Dicendo quest'ultima frase mi ricordo di avere in tasca delle banconote della Terra, subito le tiro fuori per mostrarle a Caleb.
Lui si sporge per esaminarle bene, me le prende da mano e inizia a leggere tutte le diciture.
«Stati Uniti D'America» inizia a dire. «Dobbiamo studiare queste banconote con la cartina della realtà parallela, mi sa tanto che questa non si usa solo in California ma anche in altri stati.»
«Cal, non voglio neanche pensare all'eventualità di finire in altri stati» dico.
«Ok, hai ragione. Fermiamoci alla California. Quindi lavorerai come giardiniere? Non dirmi che taglierai l'erba?»
«E' stata la prima cosa che ho chiesto anche io appena Jason mi ha detto in cosa consiste il suo lavoro» rispondo, poi scoppiamo a ridere insieme.
«Jason mi ha dato un cellulare» dico tirandolo fuori dalla tasca dei jeans. «Così quando sarò lì potrò chiamarlo e lui verrà a recuperarmi.»
«Ovviamente qui non c'è campo» nota Caleb.

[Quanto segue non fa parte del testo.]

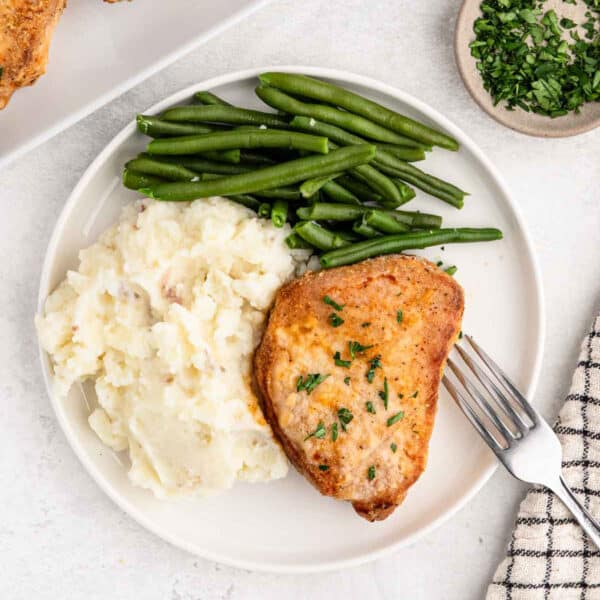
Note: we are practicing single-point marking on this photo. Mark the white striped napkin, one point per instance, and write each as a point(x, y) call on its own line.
point(549, 557)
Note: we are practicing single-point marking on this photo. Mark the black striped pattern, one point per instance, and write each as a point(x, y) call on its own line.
point(548, 556)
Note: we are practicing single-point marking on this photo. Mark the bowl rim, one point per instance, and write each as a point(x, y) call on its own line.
point(541, 126)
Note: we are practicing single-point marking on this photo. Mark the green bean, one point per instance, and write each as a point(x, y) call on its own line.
point(149, 166)
point(383, 222)
point(337, 193)
point(279, 175)
point(210, 98)
point(425, 182)
point(384, 160)
point(135, 181)
point(216, 113)
point(307, 87)
point(264, 210)
point(392, 244)
point(281, 193)
point(200, 165)
point(226, 140)
point(311, 186)
point(381, 184)
point(156, 127)
point(277, 99)
point(318, 236)
point(406, 193)
point(279, 213)
point(226, 156)
point(402, 153)
point(254, 158)
point(359, 189)
point(338, 135)
point(365, 230)
point(416, 219)
point(329, 211)
point(349, 236)
point(295, 242)
point(377, 181)
point(247, 201)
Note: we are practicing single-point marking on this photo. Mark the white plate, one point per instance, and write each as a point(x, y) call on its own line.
point(286, 525)
point(99, 51)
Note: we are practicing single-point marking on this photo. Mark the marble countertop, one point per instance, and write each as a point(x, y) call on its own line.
point(60, 536)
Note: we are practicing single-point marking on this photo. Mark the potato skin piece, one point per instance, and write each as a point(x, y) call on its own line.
point(299, 339)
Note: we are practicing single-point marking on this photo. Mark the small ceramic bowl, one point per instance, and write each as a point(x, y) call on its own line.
point(519, 120)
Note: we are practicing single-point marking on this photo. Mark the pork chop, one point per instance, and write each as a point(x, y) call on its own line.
point(26, 28)
point(348, 372)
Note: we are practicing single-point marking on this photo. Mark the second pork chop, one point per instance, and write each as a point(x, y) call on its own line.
point(348, 372)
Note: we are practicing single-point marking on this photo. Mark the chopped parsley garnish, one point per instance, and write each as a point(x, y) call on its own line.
point(333, 303)
point(310, 383)
point(334, 432)
point(394, 419)
point(374, 363)
point(345, 416)
point(318, 433)
point(530, 58)
point(371, 473)
point(384, 395)
point(356, 347)
point(335, 321)
point(337, 357)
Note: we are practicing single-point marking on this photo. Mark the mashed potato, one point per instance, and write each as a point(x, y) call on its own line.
point(164, 314)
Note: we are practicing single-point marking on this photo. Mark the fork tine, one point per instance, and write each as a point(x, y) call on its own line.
point(482, 402)
point(506, 383)
point(471, 415)
point(494, 391)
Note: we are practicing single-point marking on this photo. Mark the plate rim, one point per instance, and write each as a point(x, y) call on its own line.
point(460, 501)
point(120, 88)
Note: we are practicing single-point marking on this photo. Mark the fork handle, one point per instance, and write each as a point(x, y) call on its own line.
point(581, 514)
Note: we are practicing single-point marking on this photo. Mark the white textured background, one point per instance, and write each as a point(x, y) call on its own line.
point(60, 537)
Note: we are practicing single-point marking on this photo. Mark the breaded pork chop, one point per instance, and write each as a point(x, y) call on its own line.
point(26, 28)
point(348, 373)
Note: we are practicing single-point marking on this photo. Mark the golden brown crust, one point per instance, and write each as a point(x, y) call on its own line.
point(26, 28)
point(299, 340)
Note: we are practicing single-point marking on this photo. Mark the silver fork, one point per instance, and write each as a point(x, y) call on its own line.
point(519, 436)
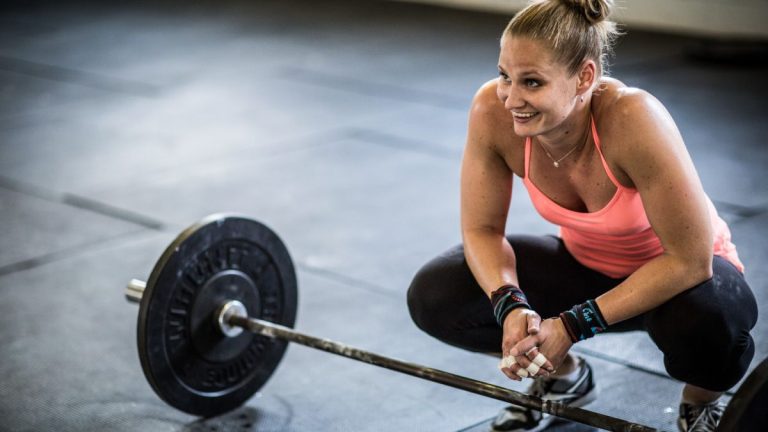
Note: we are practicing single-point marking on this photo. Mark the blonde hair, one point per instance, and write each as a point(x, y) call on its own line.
point(574, 30)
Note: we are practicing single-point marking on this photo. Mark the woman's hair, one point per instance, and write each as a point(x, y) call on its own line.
point(574, 30)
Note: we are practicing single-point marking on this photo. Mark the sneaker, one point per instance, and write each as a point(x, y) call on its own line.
point(700, 418)
point(577, 392)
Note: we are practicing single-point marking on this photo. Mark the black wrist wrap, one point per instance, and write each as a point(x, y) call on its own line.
point(505, 299)
point(583, 321)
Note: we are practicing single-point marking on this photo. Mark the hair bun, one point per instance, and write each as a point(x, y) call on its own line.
point(594, 11)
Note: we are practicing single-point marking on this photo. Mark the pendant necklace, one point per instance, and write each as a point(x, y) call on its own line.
point(556, 162)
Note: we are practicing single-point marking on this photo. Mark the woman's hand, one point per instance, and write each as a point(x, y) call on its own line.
point(551, 340)
point(519, 325)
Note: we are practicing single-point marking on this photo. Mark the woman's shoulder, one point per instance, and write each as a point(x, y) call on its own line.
point(488, 116)
point(618, 104)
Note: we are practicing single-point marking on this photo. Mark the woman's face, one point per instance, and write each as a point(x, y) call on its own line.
point(534, 88)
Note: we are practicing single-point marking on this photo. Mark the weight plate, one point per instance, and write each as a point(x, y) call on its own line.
point(188, 361)
point(748, 409)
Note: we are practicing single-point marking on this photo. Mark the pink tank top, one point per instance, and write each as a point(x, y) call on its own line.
point(617, 239)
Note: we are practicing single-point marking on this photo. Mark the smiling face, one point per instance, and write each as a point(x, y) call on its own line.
point(538, 92)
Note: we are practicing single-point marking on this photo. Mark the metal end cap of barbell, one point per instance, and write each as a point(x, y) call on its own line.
point(225, 312)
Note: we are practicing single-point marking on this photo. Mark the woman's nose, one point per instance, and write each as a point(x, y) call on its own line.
point(511, 99)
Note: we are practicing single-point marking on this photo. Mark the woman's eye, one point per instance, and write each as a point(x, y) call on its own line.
point(532, 83)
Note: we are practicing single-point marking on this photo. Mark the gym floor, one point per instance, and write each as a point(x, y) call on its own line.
point(340, 124)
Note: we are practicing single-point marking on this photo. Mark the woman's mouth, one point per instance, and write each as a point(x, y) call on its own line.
point(523, 116)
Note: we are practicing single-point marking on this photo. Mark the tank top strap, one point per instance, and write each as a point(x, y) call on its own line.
point(602, 158)
point(527, 156)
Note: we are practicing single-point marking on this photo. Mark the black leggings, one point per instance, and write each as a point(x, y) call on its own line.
point(703, 332)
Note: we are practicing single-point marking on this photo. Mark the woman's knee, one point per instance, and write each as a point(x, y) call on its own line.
point(438, 293)
point(704, 343)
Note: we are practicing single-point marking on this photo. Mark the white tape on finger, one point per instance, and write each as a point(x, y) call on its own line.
point(539, 360)
point(507, 362)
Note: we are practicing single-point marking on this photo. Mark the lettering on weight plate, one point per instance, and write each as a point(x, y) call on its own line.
point(234, 372)
point(177, 323)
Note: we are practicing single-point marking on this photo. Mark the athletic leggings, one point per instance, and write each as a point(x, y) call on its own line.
point(703, 332)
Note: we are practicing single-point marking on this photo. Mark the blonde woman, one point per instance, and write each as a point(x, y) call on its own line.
point(640, 247)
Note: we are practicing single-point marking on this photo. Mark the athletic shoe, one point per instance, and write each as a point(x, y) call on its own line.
point(700, 418)
point(576, 392)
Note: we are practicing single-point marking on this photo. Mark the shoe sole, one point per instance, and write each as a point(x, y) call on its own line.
point(550, 419)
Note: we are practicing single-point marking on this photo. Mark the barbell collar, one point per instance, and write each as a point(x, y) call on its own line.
point(135, 290)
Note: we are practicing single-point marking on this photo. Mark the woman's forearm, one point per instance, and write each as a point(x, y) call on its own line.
point(490, 257)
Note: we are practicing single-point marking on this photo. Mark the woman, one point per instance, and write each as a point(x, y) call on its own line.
point(641, 246)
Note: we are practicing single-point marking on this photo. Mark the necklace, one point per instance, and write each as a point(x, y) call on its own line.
point(556, 162)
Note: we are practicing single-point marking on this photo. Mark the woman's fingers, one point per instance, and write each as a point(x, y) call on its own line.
point(523, 366)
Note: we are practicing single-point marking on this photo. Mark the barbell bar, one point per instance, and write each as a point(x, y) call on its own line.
point(216, 314)
point(233, 315)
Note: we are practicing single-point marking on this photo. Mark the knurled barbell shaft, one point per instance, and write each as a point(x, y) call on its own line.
point(136, 287)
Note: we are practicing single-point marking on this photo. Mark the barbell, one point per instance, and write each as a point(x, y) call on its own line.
point(216, 316)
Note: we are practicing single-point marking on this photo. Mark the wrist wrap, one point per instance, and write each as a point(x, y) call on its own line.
point(583, 321)
point(505, 299)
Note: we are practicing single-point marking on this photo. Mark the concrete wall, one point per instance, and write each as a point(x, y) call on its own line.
point(716, 18)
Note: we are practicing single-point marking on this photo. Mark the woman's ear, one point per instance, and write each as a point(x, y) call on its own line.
point(587, 77)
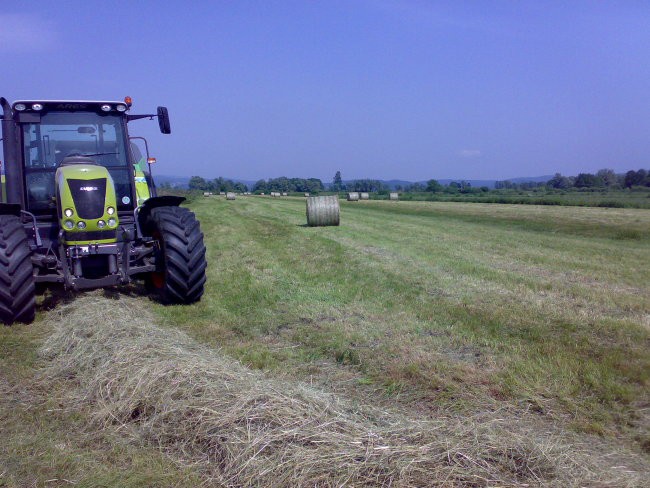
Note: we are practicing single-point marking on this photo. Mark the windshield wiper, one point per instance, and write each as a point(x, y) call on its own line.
point(99, 154)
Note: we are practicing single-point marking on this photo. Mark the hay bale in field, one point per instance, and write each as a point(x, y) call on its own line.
point(162, 389)
point(323, 211)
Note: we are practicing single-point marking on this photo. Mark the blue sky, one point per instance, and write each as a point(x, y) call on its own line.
point(376, 89)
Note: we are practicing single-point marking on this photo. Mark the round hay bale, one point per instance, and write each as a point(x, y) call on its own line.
point(323, 211)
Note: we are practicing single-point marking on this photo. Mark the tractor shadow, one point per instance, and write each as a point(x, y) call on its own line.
point(50, 297)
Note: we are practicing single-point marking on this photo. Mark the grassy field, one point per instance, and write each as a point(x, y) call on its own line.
point(638, 197)
point(536, 317)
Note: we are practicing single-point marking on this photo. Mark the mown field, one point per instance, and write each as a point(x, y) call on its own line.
point(638, 197)
point(533, 319)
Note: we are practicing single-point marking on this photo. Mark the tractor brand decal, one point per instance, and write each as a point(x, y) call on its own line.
point(71, 106)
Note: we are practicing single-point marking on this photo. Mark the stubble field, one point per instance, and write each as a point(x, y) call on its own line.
point(518, 335)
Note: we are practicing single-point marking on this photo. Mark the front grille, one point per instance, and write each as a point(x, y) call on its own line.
point(95, 235)
point(89, 197)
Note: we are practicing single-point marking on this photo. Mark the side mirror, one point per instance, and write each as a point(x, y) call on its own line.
point(163, 120)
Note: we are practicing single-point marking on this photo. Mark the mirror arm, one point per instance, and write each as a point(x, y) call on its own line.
point(142, 116)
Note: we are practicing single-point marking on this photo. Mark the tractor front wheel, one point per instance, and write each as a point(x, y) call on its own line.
point(17, 291)
point(180, 258)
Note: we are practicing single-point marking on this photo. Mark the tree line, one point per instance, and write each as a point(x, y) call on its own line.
point(217, 185)
point(604, 178)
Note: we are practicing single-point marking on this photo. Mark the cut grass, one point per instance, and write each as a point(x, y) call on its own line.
point(468, 314)
point(450, 303)
point(44, 443)
point(240, 428)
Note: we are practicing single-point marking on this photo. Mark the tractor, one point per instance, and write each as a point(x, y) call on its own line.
point(79, 207)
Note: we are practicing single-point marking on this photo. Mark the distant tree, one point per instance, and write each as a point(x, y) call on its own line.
point(433, 186)
point(260, 186)
point(608, 176)
point(337, 182)
point(559, 182)
point(416, 187)
point(635, 178)
point(198, 183)
point(588, 180)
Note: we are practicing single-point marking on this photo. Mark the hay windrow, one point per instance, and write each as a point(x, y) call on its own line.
point(159, 386)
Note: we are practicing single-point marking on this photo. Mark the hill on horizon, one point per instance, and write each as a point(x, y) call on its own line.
point(183, 181)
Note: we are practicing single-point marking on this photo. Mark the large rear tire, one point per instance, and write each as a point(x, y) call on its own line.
point(180, 259)
point(17, 291)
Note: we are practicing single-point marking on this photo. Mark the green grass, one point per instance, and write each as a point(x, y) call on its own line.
point(437, 307)
point(638, 197)
point(449, 305)
point(46, 444)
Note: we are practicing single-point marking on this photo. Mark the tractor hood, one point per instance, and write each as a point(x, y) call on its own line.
point(87, 205)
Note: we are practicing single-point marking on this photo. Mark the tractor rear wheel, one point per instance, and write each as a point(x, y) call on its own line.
point(17, 291)
point(180, 259)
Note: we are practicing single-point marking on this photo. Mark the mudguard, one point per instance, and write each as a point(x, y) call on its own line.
point(154, 202)
point(10, 209)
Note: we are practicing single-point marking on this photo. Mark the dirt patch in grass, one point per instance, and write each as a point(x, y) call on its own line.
point(159, 387)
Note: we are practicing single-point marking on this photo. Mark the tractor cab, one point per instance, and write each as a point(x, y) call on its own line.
point(80, 205)
point(50, 132)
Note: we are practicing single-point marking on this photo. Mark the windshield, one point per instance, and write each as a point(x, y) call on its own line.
point(61, 134)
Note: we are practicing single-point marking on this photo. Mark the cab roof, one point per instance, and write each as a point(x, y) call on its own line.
point(69, 105)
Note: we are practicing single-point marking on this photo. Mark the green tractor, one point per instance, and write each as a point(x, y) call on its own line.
point(79, 208)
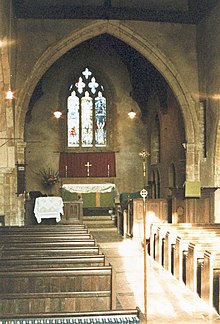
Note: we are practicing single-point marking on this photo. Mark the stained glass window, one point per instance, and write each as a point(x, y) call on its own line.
point(87, 112)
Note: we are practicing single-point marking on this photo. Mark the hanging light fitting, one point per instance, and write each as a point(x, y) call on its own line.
point(131, 114)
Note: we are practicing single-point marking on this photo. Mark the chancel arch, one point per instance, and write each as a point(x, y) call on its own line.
point(172, 176)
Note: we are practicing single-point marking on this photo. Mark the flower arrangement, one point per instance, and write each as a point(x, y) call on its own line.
point(49, 176)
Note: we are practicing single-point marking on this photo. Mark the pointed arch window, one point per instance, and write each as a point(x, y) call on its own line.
point(86, 113)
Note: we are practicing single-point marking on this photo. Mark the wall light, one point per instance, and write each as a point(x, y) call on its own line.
point(131, 114)
point(57, 114)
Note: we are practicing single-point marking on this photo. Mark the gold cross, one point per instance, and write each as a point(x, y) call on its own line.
point(88, 165)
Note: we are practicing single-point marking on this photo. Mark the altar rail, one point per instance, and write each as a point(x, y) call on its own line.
point(191, 253)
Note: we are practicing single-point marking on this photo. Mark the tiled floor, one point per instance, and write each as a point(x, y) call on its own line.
point(167, 300)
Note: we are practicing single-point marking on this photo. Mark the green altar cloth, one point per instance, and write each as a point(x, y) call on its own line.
point(100, 196)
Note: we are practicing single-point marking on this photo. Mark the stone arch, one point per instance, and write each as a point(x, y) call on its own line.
point(143, 46)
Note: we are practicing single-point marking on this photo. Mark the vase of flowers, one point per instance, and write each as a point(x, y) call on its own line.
point(49, 178)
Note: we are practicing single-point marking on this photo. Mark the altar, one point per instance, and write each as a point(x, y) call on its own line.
point(93, 195)
point(48, 207)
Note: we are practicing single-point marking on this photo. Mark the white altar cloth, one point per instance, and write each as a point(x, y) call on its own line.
point(85, 188)
point(48, 207)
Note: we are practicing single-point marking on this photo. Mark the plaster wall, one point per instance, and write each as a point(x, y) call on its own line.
point(177, 42)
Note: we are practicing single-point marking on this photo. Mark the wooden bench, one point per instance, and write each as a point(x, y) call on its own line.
point(56, 290)
point(53, 262)
point(182, 249)
point(44, 228)
point(11, 253)
point(210, 278)
point(163, 237)
point(43, 237)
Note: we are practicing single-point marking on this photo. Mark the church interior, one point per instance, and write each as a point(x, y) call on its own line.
point(109, 144)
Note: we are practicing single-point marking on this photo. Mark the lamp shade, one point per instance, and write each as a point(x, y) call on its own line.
point(57, 114)
point(131, 114)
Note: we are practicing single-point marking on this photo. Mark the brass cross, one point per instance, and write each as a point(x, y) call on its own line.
point(88, 165)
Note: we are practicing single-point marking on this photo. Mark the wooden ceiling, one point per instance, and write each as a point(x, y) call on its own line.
point(174, 11)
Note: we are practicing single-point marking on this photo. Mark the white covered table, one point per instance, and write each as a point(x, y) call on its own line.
point(48, 207)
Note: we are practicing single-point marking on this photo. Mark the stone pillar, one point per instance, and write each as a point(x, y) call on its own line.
point(192, 162)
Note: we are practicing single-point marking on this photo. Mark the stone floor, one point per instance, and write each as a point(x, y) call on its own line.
point(165, 300)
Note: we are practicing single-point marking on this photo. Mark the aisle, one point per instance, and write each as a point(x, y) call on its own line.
point(168, 301)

«Ovviamente no. Ehi Caleb, sai una cosa? Questo cellulare doveva essere venduto all'asta. Un'asta fatta in rete. Nella realtà parallela hanno un sito, gli utenti ci vendono qualsiasi tipo di oggetto e le persone se li aggiudicano facendo delle offerte. Figo, no?»
«Direi di sì...qui non esiste niente del genere.»
«Potrebbe esistere grazie a noi!» gli dico facendo l'occhiolino.
Ci mettiamo a ridere di nuovo, ma la mia risata finisce in un lungo sbadiglio. Mi sento davvero stanco, infatti un attimo dopo cado subito in un sonno profondo.